## Union

In [3]:
import re
import difflib
import pickle
from itertools import product
import sys
import numpy as np
import pandas as pd
import torch
from scipy.stats import hmean
from sklearn.preprocessing import StandardScaler
from transformers import AutoTokenizer, AutoModel


### Config

In [4]:
device = torch.device("cuda" if torch.cuda.is_available() else "cpu")
print(f"Using device: {device}")

# ---- model & data paths
xgb_model = pickle.load(open('XGboost.pkl', 'rb'))
PATH1 = "../Datasets/Union +/Test 1/coin_Aave.csv"           # <-- change if needed
PATH2 = "../Datasets/Union +/Test 1/coin_BinanceCoin copy.csv"    # <-- change if needed
OUTPUT_PATH = "merged_union.csv"                                                      # <-- output path

# ---- validator fusion knobs
DECISION_THRESHOLD = 0.72   # final cutoff on fused score (0..1)
NAME_WEIGHT       = 0.85    # trust naming more (0..1)
MODEL_WEIGHT      = 0.15    # trust model prob (0..1)
COMPATIBILITY_CUTOFF = 0.70 # coverage-based score to allow union

# ---- MERGE CONFIG (union behavior)
ADD_SOURCE_COL      = True          # add __source column indicating origin dataset
SOURCE_LABEL_A      = "A"           # label for PATH1 rows
SOURCE_LABEL_B      = "B"           # label for PATH2 rows
FAIL_IF_INCOMPATIBLE= False         # if True: raise when compatibility < cutoff
COERCE_NUMERIC_MIN_VALID_FRAC = 0.70   # try numeric coercion if >=70% values convert
COERCE_DATETIME_MIN_VALID_FRAC = 0.70  # try datetime coercion if >=70% values convert

Using device: cuda


### Helpers

In [5]:
def preprocess_keyword(keyword):
    return keyword.replace("_", " ").lower()

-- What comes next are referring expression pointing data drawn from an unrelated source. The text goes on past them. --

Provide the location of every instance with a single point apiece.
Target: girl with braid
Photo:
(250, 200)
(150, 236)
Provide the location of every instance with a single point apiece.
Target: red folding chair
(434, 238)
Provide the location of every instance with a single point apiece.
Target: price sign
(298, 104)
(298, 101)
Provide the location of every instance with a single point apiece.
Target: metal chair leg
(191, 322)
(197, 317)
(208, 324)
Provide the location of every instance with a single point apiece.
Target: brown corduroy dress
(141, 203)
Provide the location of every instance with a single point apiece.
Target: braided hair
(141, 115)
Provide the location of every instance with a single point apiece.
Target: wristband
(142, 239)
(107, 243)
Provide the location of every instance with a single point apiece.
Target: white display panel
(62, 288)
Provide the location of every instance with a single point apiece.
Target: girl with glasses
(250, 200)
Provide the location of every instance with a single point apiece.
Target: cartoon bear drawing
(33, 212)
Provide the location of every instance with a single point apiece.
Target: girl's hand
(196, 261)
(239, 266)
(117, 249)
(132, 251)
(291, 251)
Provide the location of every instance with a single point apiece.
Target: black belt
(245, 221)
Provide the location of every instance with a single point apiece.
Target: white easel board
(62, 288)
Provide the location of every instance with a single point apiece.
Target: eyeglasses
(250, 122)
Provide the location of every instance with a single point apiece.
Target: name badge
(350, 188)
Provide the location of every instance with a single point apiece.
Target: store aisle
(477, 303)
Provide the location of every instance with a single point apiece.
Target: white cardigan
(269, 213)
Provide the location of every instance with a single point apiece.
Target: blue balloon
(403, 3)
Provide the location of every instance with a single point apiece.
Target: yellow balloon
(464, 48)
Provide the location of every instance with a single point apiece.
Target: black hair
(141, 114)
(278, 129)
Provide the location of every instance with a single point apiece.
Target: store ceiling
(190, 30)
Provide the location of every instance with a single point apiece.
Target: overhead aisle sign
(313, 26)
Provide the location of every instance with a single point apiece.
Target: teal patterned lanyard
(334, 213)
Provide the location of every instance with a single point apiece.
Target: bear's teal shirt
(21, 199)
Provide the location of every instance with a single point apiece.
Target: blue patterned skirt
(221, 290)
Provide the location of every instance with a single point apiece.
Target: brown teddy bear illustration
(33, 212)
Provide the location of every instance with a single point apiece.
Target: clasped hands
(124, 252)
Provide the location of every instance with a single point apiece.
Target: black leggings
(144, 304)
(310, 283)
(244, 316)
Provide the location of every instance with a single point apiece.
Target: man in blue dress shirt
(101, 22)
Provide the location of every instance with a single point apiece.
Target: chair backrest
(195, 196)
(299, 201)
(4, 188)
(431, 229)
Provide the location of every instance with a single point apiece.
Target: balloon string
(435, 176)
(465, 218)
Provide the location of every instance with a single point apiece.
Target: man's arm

tokenizer = AutoTokenizer.from_pretrained("ProsusAI/finbert")
model = AutoModel.from_pretrained("ProsusAI/finbert").to(device)

def generate_embeddings(keywords, tokenizer, model, device):
    inputs = tokenizer(keywords, padding=True, truncation=True, return_tensors="pt", max_length=128).to(device)
    with torch.no_grad():
        outputs = model(**inputs)
    cls_embeddings = outputs.last_hidden_state[:, 0, :].cpu().numpy()
    return cls_embeddings

def normalize_name(s: str) -> str:
    """
    Aggressive normalization used for union-safe name matching:
    - lowercases
    - converts separators (_ - . / \ and spaces) to single spaces
    - removes non-alphanumeric chars (except space)
    - collapses spaces
    """
    s = s.lower()
    s = re.sub(r"[_\-\.\s/\\]+", " ", s)
    s = re.sub(r"[^a-z0-9 ]+", "", s)
    s = re.sub(r"\s+", " ", s).strip()
    return s

def token_set(s: str):
    return set(normalize_name(s).split())

def is_pure_substring(a_raw: str, b_raw: str) -> bool:
    """
    True if one normalized string is a strict substring of the other (and not equal).
    We reject such 'matches' so GDP != GDP per capita.
    """
    a = normalize_name(a_raw).replace(" ", "")
    b = normalize_name(b_raw).replace(" ", "")
    return (a != b) and (a in b or b in a)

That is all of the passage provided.